Going back to your course. Is this a well recognized institution in Latin America? Do your residents get a certificate at the end of the program.
Yes, we have very structured programs. We do tests and objectives, whatever the universities ask. We have a partnership with one of the universities here in Costa Rica, one of the best universities in Central America. We do workshops with their name and a seal of certification. We’ve been doing this for quite a long time abd since we started the program we’ve had hundreds of students from all over Latin America. It’s been very successful.

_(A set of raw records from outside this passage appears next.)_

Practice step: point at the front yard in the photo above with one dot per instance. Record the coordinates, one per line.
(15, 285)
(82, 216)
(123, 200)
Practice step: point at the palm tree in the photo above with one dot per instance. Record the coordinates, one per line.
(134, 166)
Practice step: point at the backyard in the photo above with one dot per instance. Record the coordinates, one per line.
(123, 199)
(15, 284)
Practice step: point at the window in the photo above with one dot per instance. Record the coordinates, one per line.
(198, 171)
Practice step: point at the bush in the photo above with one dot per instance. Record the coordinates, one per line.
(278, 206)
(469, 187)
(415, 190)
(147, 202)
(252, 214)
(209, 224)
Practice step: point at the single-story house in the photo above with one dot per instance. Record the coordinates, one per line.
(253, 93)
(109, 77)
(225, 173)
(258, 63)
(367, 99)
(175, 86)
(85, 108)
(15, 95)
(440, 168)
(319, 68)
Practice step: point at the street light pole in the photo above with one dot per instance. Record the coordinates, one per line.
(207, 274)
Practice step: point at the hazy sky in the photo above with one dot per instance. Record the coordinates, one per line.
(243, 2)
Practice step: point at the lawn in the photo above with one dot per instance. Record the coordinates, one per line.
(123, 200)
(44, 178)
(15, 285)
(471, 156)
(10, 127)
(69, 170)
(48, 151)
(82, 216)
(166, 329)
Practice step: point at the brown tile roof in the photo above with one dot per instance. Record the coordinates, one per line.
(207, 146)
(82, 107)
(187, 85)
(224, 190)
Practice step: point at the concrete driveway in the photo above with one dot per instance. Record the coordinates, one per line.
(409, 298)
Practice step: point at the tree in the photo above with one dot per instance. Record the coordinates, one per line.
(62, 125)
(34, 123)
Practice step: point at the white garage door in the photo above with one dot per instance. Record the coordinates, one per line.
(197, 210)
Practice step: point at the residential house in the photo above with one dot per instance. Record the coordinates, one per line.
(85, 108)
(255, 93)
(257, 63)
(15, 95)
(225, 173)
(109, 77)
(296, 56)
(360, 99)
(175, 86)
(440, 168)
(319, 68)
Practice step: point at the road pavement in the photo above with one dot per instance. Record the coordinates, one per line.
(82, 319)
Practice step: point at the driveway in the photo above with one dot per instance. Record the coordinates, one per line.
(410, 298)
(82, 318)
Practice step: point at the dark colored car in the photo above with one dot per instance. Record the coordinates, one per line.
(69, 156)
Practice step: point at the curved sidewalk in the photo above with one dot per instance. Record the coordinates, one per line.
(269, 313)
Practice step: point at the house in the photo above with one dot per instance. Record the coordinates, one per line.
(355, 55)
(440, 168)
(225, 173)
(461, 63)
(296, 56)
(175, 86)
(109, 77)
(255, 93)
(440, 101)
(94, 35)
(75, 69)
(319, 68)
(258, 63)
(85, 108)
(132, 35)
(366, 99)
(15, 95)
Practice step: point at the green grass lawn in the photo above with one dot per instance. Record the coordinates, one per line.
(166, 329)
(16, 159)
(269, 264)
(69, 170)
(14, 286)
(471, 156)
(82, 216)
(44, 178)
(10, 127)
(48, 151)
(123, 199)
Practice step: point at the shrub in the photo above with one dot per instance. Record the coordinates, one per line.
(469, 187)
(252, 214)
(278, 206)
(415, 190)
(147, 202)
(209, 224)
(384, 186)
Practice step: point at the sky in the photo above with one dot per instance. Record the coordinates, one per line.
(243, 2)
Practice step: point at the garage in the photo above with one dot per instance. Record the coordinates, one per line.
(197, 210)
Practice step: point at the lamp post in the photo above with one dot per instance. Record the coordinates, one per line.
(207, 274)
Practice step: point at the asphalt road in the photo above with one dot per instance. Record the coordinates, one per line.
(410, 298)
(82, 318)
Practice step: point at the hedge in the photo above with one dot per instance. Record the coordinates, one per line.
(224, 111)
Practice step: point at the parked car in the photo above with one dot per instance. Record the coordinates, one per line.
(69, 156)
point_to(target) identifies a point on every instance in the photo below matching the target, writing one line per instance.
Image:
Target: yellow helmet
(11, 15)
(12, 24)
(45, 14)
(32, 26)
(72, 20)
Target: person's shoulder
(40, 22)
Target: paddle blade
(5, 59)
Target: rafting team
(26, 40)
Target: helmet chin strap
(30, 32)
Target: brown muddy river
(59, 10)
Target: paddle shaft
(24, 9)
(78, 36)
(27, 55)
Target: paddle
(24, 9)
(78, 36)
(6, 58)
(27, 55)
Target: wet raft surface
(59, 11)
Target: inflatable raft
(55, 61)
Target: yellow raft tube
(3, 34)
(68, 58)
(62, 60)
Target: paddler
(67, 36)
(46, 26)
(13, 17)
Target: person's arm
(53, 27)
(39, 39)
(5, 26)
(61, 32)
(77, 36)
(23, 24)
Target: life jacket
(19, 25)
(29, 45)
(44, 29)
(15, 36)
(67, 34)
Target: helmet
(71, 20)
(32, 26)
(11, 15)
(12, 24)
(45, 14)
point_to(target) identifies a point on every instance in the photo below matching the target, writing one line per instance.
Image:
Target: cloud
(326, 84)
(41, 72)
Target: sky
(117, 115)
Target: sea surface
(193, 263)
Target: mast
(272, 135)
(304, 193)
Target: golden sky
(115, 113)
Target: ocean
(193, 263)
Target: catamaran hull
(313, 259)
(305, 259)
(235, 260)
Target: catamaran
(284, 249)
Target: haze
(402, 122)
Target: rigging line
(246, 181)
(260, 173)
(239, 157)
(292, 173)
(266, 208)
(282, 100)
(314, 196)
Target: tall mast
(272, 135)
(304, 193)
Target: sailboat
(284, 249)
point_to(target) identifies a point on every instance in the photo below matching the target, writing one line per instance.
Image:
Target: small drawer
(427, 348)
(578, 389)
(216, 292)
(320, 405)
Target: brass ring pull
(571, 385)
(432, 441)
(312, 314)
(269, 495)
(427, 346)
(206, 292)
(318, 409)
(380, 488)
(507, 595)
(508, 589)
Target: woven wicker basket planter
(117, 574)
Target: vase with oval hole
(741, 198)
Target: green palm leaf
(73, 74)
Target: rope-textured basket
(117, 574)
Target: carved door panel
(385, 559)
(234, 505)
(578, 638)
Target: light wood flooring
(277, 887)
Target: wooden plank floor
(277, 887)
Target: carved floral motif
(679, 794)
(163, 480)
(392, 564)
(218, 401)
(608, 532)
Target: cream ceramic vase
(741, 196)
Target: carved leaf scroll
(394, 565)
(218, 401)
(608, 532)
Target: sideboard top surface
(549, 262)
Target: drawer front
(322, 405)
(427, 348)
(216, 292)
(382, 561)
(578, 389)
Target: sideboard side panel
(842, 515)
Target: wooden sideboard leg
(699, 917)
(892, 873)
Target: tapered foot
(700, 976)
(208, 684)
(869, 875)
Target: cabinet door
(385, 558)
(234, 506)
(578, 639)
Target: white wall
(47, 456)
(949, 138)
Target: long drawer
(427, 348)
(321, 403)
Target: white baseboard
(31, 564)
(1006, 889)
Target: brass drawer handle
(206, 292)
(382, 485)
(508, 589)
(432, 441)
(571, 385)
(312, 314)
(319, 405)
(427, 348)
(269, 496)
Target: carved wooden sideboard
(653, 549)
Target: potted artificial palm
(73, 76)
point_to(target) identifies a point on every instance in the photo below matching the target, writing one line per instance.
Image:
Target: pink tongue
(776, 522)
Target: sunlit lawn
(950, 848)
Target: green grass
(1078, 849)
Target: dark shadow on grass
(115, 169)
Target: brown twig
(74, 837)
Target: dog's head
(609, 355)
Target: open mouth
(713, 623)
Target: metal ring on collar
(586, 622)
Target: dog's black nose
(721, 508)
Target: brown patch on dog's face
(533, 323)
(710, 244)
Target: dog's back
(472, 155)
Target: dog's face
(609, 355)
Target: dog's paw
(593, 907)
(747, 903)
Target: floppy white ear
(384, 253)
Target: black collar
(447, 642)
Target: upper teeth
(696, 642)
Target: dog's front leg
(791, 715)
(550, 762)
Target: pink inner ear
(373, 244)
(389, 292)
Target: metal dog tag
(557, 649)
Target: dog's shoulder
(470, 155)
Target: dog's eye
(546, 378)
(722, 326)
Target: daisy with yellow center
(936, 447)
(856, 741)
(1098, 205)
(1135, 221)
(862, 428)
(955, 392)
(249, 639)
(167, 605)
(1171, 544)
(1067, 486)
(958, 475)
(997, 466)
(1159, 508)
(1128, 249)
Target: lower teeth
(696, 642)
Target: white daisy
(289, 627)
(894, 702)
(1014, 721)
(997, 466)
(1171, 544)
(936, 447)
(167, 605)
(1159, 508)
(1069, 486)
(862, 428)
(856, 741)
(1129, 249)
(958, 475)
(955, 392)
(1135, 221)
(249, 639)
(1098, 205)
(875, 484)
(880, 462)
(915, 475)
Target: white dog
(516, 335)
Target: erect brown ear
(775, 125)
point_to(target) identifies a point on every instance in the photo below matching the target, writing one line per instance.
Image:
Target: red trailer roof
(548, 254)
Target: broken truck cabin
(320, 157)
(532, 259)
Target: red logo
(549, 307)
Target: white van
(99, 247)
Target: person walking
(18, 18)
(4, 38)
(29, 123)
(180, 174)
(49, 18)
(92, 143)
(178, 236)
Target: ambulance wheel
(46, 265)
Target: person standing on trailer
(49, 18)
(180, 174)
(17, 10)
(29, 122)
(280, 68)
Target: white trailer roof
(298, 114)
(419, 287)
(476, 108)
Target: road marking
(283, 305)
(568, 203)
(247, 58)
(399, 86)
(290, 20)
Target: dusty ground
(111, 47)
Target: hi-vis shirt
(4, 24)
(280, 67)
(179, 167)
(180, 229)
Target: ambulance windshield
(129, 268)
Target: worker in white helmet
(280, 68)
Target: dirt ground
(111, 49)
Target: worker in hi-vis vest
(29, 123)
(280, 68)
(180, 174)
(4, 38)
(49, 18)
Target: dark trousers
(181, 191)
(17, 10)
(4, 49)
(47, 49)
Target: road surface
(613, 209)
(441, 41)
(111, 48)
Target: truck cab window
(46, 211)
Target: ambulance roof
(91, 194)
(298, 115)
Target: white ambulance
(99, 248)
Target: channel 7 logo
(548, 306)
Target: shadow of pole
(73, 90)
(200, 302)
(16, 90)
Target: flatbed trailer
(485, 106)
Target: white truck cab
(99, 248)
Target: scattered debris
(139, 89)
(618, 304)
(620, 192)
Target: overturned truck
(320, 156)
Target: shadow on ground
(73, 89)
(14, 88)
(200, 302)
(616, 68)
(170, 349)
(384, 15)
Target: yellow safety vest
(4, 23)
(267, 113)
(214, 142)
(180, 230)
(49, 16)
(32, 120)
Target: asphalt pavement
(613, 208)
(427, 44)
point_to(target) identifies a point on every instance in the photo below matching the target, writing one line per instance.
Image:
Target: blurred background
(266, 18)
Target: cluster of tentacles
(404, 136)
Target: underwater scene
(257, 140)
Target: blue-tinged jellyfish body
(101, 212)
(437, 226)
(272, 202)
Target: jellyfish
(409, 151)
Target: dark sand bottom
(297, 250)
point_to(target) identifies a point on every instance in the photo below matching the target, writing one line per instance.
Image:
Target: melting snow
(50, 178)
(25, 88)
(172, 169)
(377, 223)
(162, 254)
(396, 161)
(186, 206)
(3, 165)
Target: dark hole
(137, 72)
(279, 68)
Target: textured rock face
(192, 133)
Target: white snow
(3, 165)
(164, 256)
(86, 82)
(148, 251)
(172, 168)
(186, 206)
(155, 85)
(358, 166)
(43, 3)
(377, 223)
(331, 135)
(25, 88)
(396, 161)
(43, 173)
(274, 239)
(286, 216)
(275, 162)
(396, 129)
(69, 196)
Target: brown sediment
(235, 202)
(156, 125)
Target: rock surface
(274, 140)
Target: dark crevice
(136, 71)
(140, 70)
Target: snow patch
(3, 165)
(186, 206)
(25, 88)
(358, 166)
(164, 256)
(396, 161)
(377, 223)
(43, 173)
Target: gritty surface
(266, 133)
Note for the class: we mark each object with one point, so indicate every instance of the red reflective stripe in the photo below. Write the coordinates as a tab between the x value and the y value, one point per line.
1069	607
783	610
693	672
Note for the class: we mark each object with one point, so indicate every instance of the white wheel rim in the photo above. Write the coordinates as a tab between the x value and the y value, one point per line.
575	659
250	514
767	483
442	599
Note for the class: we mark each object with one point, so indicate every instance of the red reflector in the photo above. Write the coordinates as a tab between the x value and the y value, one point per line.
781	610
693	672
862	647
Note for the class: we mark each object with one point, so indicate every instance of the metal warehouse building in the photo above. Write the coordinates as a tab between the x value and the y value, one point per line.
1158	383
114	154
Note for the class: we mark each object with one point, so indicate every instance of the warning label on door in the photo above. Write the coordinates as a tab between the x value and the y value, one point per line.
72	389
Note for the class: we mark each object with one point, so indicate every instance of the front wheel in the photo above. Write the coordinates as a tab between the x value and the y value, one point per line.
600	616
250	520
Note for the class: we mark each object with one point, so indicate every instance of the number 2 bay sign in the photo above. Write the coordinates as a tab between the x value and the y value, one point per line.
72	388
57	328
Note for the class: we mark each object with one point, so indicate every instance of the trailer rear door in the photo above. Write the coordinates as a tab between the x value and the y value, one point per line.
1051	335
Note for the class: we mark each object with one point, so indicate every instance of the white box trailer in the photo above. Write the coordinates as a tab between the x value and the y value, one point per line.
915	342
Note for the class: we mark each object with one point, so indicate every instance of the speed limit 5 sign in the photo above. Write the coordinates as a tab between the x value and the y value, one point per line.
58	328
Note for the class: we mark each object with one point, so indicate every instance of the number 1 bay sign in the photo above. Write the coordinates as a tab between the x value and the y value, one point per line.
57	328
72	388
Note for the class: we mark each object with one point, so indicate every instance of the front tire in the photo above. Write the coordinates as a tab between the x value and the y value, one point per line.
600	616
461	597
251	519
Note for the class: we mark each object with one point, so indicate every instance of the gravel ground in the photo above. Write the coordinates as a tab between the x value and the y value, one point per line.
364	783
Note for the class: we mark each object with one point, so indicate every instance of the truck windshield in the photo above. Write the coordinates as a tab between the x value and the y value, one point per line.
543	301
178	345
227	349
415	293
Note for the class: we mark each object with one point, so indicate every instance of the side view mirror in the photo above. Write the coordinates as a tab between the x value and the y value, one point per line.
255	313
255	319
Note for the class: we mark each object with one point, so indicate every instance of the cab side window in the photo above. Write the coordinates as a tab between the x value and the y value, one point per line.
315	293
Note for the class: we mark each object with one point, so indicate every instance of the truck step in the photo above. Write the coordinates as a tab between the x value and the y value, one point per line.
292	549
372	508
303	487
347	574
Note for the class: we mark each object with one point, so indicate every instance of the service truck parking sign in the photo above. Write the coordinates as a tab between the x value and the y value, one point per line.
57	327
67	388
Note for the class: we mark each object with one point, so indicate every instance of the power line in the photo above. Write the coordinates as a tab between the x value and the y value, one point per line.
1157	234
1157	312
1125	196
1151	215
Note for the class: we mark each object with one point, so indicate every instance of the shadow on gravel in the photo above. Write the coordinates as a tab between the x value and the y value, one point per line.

You said there was a small number of laparoscopic surgeries going on in Latin America. it must be hard to train for laparoscopy? So a good opportunity for learning with VR simulation?
I believe that maybe 5% of gynaecologists do laparoscopy. And this is mainly due to the lack of training programs during the residents’ program.

Universities are trying but it is quite hard because trainees do not have the opportunity to get into the surgeries. So most people interested in learning laparoscopy use a private practice such as ours in Costa Rica.

 

Is this changing with time?
It’s changing, but not as much as I would like, not everybody is into laparoscopy. Many of our colleagues are into the perinatology high-risk pregnancy, gynaecologic cancer. But we do have more and more people interested in laparoscopy. They will have short training program in universities, with no hands-on practice but it’s a start for the universities.

 

What are the reasons for not doing laparoscopy? It’s a different approach to the rest of the world. Is it cultural? The way it has always been done?
It’s very interesting because this is kind of a funny story. When I was in Switzerland, doing my laparoscopy training, I was working with a third-year resident, and he was very interested into coming to Costa Rica or any country Latin America to do a six-month practice.

I looked at the OR and all the new monitors, the laparoscopic equipment, and I asked myself, why would this guy want to go to Costa Rica? We don’t have anything over there. He told me that every year he only did three or five open surgeries, the rest were laparoscopy. And that gave me the idea! I would have to do something for my country and Latin America, change the way of thinking here. As I said, it was a personal project to get laparoscopy to Latin America.

 

So the main reason is lack of resources for laparoscopy equipment, monitors?
It was one of the main reasons 8 to 10 years ago. Now, hospitals in Costa Rica and other parts of Latin America have invested money into getting equipment. But now there is a need for training.

 

I thought I’d be trying to spread the word of VR simulation in Latin America but is sounds like we need to spread the word of laparoscopy too.
Yes but patients have good knowledge now, with the internet. hey go to the doctor and request laparoscopy, and this helps, encouraging colleagues to learn about laparoscopy. So now we have more and more people interested, looking for a place to learn and they come to the Endoscopy Academy.

 

Has it been a difficult year for you with Covid in terms of training?
Well, we were shut down in April, like everything in the world. By the middle of November, they reopened the airport and there were a couple of groups trying to come to the Academy, so we reopened the academy.

We had to make improvements, another room for the students, split the groups in two, one group in one room and the other half in the other room. Provide the residents with masks, and sanitizing products. So they would feel comfortable , knowing we are taking care of them, and we always ask every student to do a Covid-19 test.

 

And finally, how do you see the future of a VR simulation?
In other countries where they have on-site simulation in the hospitals. it was a very valuable tool during Covid-19, to keep surgeons warmed up so they could practice even when they were not into the operating room.

But I guess now, and in the future, there is no way you could take VR simulation out of any training in the world. It’s a really an important part of any surgical program.